In Search of Metrics.


Persuading people to trade French fries and doughnuts for kale and quinoa is much easier said than done. Market researchers in the food industry have long known that people often say they will eat healthier or exercise more but never get around to it.

The New York Times reports that participation in workplace weight management programs is surprisingly low, especially given the incidence of obesity and the fact that the programs free to employees. Despite people's best intentions, it's hard for them to change long-established behaviors.

As a result, some companies are beginning to look at more innovative methods to improve worker health (and lower health care costs). I.B.M., for example, provides rebates on health insurance premiums for completing online programs in physical activity, nutrition and preventive care, along with online support groups and monitoring. At Safeway, employees can save up to $800 on their health care contributions.

Helen Darling, president of the National Business Group on Health, which represents large employers on health care matters, says that

A lot of us have piles in our homes and our offices that we’ll get to when we can, and changing how you eat is often a bit like that. I don’t think you could possibly overestimate how hard this stuff is.

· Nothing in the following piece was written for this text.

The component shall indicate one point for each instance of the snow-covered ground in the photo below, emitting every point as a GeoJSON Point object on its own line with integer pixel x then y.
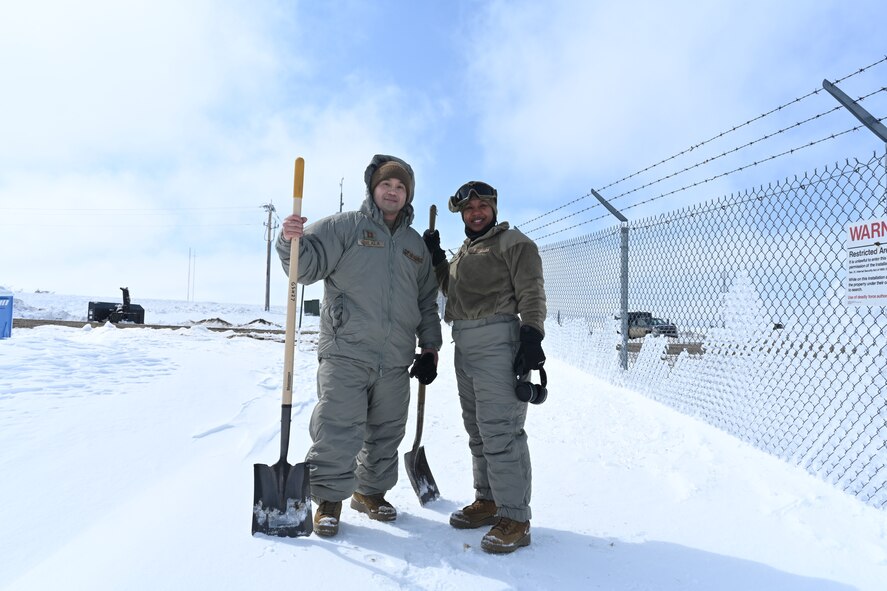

And that made me think: why is it so tough for people to apply 5S to the information they manage? Why is it so tough for them to change work habits (e.g., not checking email all the time, using the calendar as a kanban to drive their activity, etc.) to improve the flow of the value streams in which they work? And it hit me: there's no support for these changes. In fact, the organizational inertia to keep doing things the same way fights against any effort to change.

So how can you create supports for these changes? Extrinsic incentives -- financial or otherwise -- are not a terribly good idea, as Mark Graban, John Hunter, and others (including me) have pointed out numerous times. The willingness to look for problems and the desire for kaizen has to be intrinsic.

Perhaps the answer is measurement. Maybe the key to this kind of improvement is in finding clearly understood metrics that can make the waste visible. But what are those measurements? I have some ideas that I'll share later, but I'd like to hear your thoughts. Please let me know what metrics you'd use to sustain lean in the office.